I was working on a project side by side with my sister. At the end of the day, she asked if I knew I consistently talked to myself. I really didn’t. Since then, I’ve found there’s benefits of talking to yourself. See if you’ve noticed any of these benefits when talking to yourself, or if you want to start!
Improved Performance of Tasks
Studies show that talking out loud to yourself can improve your concentration and performance on a task. I know that sometimes, when I’m working on something, it feels good to talk myself through it, out loud! I say things like, “What’s the solution here?” “Good job, Linda” or “That turned out great!” or “You can do this!” I wasn’t aware that it helped my performance of the task.

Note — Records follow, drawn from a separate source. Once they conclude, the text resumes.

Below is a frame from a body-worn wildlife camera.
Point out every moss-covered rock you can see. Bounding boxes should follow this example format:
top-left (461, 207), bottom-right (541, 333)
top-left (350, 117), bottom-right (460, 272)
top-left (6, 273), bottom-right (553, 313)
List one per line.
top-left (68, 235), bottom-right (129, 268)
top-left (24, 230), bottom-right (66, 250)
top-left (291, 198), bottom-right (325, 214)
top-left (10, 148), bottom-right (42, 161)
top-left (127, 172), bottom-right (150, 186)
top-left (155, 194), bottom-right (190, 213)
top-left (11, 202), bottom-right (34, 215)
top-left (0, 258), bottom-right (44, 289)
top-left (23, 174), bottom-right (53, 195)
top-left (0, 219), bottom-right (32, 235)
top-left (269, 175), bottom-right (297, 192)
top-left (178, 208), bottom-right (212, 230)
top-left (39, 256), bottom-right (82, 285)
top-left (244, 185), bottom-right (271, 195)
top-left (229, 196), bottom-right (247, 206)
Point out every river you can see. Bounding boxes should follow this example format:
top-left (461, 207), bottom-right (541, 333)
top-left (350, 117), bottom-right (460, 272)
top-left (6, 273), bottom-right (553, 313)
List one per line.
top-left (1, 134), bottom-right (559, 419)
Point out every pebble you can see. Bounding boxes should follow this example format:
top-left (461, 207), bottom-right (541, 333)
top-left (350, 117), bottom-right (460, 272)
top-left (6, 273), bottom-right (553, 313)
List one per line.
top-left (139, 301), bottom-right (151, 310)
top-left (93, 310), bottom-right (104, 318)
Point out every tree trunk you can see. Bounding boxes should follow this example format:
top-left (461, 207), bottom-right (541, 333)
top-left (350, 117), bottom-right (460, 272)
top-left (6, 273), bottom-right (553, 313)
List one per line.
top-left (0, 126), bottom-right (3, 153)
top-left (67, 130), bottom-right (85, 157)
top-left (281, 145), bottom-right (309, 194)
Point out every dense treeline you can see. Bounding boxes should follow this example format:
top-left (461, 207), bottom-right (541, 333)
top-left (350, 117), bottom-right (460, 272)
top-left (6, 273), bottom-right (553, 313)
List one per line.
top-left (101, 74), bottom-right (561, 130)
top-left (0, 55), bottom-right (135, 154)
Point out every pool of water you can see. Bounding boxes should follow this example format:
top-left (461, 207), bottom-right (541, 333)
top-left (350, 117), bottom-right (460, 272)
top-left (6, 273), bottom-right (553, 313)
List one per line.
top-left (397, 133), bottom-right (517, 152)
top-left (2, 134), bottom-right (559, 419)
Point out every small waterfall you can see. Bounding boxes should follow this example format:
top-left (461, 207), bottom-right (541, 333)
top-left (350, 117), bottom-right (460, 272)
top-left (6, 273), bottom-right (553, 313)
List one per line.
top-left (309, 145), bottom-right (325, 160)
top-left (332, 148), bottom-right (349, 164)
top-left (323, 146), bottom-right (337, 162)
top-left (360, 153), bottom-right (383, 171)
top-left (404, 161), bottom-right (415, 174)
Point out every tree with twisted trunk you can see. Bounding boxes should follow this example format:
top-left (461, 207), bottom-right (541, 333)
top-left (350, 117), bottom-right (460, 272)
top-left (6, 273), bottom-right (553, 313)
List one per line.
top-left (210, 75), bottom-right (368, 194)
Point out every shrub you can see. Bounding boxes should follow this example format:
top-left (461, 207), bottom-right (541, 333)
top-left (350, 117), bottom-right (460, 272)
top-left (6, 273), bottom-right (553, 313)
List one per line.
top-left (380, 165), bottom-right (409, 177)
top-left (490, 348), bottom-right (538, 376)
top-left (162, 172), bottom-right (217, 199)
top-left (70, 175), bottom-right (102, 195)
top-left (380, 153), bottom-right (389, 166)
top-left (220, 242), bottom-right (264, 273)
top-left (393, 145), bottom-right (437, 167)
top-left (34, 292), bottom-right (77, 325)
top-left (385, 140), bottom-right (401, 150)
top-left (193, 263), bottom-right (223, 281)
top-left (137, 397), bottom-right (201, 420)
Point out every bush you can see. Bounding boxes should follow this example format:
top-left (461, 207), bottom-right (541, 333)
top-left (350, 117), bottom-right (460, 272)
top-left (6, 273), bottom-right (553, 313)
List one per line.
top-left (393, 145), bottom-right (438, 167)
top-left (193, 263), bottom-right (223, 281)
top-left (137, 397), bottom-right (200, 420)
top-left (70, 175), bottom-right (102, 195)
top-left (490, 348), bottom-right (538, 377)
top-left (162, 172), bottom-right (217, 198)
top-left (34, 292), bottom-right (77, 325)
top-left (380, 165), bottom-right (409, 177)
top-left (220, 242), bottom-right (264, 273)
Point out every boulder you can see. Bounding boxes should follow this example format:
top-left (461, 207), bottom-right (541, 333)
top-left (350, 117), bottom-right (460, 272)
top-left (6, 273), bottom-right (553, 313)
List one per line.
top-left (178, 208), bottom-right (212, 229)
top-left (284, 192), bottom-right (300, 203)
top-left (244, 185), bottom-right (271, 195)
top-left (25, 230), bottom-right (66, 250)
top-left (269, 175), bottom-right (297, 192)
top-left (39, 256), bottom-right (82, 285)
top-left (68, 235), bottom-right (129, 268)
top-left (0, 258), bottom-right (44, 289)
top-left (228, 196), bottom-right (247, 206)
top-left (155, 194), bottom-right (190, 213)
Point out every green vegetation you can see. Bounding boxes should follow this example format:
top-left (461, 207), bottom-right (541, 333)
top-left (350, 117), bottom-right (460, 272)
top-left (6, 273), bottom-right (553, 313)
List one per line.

Behaviorists say that talking to yourself is a sign of high cognitive functioning. I’m going to let my sister know this the next time she good-heartedly teases me about it. But seriously, sometimes your brain is holding so much, or trying to figure out a complex issue, that talking to yourself out loud can help you solve it or at least let some emotional steam of the issue out.
Get Yourself Back on Track
When I find my thinking is going in the wrong direction toward negativity, I’ve tried picturing stepping outside of me, and giving me a serious talking to. This allows a small amount of distance from the experience to regulate emotions. It’s truly worked when I’m putting myself down, exaggerating my weaknesses, or being downright negative about myself. A good ole’ lecture from yours truly to yours truly can get you back on track!
Encourage yourself. You can talk out loud to yourself to encourage yourself. In fact, I’m reminded of something a pastor once said. David, in the Bible, encouraged himself after facing a major disaster. You know the opposite works, don’t you? After any mistake discouraging yourself with negative self-talk sends you spiraling downhill. We can be our own worst enemy.
What Psychologists Say
Dipping my big toe into the pool of neuropsychology for a second, I loved this article, “How does Thinking Positive Thoughts Affect Neuro-plasticity?” It states, Every thought releases some type of chemical. When you have the positive thoughts of being happy, or optimistic, cortisol decrease and the brain produces serotonin to create a feeling of well being. When serotonin levels are normal, one feels happy, calmer, less anxious, focused and more emotionally stable. Positive thoughts could be a life changer.
Best Friend Talk
Here’s a great quote: “Talk to yourself as you would your own best friend.” When a friend says kind words to you about you, it can make your day. What if, being your own best friend, you practiced this? Try it right now. What would you say to give yourself encouragement? Would it be, “I can do this,” or “You have courage to face the day,” “Don’t give up,” or “I love me.” Would you tell your best friend that she’s a loser, she can’t do anything right, or use the words idiot, crazy, dumb, or worthless? Be your own best friend!
If you talk to yourself today, be sure the words lift you up. Remember that you are expressing high cognitive functioning, encouraging yourself, and being an outstanding best friend.